Robert Hirsch était l’un des derniers monstres sacrés du théâtre français, mais on oublie souvent qu’il pratiquait le burlesque et a tourné dans un grand nombre de comédies à la française. Le comédien vient de nous quitter ce jeudi 16 novembre 2017 à l’âge de 92 ans.
Brillant sociétaire de la Comédie-Française de 1952 à début 1974, Robert Hirsch forme avec Jean Meyer, Jacques Charon, Micheline Boudet et Jean Piat la bande des Jeunes Turcs, mais n’hésite pas à mettre son talent au service de la télévision avec Jacqueline Maillan et Jean Le Poulain dans une série de sketches désopilants. Adepte du travestissement, il est capable de devenir la cantatrice Roberta Von Hirsch ou une danseuse du Lac des cygnes dans des interprétations très personnelles.

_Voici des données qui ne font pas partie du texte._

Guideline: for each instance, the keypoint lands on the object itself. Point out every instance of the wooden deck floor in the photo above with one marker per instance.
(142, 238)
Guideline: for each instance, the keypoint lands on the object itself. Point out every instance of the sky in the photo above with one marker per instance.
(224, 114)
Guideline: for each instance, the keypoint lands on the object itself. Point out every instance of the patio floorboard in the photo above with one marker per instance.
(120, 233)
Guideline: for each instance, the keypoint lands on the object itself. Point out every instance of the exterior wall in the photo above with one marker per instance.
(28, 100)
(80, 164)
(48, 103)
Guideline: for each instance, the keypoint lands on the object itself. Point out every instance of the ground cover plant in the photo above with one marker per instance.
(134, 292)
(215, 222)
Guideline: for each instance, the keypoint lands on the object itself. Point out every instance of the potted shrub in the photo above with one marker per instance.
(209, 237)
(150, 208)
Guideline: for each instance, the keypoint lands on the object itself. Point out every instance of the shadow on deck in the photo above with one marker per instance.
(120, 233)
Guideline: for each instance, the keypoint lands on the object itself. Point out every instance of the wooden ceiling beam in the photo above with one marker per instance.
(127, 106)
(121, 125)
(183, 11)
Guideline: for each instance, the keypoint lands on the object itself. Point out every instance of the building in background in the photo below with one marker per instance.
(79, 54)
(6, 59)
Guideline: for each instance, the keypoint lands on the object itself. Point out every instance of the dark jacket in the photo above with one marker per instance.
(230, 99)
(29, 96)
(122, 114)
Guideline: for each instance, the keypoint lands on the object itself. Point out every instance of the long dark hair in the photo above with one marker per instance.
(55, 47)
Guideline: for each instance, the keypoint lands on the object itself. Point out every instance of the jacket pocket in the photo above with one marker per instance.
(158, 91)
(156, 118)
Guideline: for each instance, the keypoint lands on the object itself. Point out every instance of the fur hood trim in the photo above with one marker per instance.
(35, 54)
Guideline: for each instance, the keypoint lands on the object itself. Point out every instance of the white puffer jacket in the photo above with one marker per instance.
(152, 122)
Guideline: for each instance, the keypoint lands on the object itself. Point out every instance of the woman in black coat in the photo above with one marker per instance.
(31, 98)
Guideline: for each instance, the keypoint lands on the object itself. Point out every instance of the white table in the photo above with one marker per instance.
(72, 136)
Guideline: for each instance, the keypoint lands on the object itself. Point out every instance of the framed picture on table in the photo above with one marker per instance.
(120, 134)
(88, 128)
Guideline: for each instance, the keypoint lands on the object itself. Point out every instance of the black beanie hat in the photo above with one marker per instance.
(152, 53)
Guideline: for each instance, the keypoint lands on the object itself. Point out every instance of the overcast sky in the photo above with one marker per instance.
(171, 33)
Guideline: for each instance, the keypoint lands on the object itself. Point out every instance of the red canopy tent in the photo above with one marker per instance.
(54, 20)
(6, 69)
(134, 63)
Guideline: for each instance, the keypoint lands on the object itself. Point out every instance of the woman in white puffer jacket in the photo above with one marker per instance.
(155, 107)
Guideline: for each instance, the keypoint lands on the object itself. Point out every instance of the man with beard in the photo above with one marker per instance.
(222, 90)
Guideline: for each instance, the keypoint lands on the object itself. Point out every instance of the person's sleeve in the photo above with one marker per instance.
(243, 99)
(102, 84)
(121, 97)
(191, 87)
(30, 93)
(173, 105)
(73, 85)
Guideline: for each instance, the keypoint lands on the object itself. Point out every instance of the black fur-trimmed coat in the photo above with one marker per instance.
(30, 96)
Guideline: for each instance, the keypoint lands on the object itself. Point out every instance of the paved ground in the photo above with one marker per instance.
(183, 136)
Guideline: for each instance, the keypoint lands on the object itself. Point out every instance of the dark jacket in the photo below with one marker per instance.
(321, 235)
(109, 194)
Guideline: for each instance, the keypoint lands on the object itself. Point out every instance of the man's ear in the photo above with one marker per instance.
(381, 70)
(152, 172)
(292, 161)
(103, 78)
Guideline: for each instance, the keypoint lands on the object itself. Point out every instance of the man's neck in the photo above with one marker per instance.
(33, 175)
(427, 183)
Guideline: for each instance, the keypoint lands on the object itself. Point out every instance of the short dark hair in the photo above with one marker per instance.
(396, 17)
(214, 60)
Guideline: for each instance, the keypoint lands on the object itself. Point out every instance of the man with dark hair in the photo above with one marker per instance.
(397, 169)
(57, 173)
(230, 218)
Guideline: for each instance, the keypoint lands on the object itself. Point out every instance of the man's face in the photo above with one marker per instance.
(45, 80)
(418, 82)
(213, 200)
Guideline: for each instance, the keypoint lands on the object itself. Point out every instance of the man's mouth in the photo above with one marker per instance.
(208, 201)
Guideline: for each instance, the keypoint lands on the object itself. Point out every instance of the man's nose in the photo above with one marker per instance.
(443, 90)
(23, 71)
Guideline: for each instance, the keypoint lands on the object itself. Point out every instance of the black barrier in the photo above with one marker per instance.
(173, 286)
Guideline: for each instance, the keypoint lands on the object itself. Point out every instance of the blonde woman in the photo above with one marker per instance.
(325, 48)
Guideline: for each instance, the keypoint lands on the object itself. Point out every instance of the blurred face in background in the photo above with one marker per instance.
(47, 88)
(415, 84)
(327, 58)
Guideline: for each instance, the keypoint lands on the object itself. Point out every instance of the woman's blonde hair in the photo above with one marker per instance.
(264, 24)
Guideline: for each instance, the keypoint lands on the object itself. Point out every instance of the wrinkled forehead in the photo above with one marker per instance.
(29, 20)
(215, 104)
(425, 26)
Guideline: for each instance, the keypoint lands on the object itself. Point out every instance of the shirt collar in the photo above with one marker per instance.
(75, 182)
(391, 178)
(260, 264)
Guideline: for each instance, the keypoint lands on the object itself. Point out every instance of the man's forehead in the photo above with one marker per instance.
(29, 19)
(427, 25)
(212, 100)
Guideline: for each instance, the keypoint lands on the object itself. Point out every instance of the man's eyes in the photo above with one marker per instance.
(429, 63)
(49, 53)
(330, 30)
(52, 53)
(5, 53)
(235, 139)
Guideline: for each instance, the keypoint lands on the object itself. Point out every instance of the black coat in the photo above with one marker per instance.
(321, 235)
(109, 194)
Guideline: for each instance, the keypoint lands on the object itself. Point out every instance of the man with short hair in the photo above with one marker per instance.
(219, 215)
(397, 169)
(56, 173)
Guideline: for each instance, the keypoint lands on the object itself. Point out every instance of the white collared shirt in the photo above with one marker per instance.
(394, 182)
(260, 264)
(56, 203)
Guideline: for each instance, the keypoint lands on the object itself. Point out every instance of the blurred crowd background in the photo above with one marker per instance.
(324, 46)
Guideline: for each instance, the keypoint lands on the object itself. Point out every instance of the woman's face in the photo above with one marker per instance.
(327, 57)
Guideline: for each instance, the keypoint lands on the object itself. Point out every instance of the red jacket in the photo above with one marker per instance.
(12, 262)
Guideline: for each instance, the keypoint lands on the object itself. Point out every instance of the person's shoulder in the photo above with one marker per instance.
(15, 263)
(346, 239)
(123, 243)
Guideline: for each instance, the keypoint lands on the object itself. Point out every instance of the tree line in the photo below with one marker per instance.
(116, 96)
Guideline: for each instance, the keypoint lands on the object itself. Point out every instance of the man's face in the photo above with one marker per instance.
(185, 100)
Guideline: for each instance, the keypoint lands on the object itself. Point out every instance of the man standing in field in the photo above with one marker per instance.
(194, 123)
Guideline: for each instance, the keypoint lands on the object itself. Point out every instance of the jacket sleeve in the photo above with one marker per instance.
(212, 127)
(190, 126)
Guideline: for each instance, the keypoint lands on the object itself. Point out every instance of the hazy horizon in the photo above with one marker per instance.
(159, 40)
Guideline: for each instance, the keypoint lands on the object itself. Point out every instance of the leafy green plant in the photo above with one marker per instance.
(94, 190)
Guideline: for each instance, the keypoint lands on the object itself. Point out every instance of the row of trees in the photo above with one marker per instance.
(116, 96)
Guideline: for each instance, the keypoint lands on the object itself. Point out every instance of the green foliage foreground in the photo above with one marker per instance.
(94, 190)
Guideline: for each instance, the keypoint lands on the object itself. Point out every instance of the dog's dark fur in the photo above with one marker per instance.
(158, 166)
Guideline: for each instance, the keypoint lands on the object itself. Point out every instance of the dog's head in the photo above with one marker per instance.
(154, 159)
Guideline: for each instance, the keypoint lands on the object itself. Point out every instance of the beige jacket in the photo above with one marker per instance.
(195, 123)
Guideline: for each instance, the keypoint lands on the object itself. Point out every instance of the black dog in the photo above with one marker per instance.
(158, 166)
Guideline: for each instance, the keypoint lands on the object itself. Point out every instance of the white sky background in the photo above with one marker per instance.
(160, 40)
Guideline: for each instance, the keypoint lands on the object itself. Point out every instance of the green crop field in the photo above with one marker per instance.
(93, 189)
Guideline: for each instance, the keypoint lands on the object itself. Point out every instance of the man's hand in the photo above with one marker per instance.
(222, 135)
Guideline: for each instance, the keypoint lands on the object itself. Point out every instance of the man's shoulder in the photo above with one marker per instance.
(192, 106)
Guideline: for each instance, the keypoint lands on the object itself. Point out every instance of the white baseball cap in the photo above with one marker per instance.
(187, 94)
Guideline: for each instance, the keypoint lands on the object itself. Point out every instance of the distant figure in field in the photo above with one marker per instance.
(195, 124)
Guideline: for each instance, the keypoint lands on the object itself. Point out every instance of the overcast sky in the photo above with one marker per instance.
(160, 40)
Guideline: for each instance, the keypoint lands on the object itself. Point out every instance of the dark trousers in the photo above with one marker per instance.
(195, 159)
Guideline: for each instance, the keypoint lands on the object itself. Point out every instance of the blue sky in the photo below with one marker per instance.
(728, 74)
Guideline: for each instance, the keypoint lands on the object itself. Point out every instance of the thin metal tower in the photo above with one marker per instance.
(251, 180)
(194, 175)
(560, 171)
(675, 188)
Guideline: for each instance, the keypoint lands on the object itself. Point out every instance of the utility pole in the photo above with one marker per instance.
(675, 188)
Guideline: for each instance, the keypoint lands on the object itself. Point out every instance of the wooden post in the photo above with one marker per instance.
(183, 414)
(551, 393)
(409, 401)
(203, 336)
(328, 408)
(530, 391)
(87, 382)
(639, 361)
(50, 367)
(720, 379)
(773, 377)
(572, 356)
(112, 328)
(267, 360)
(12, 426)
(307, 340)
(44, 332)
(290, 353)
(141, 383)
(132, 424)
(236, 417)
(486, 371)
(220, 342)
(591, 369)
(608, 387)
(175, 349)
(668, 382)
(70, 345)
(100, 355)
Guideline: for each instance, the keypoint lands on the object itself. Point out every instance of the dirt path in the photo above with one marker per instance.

Il est par ailleurs un des rares acteurs à avoir été aussi danseur. « Robert Hirsch était un acteur que je trouvais absolument génial, raconte Pierre Richard. Quand il jouait Scapin, il était démentiel. Dans les sketchs avec son ami Jean Le Poulain, il faisait des merveilles. Il savait tout faire, il n’avait aucune retenue, il était débordant de folie. » Pratiquant le grand écart comme d’autres la bicyclette ou la marche à pied – en témoigne cet extrait du feuilleton de la perle rose -, le comédien se permet toutes les audaces sur scène, utilisant sa gestuelle élastique exceptionnelle comme le faisaient Chaplin, Keaton et bien d’autres légendes du cinéma burlesque. Son art de la chute – comme ici dans cette parodie de Ruy Blas – n’a rien non plus à envier à Jerry Lewis. Robert et la comédie : un talent définitivement Hirsch-chute.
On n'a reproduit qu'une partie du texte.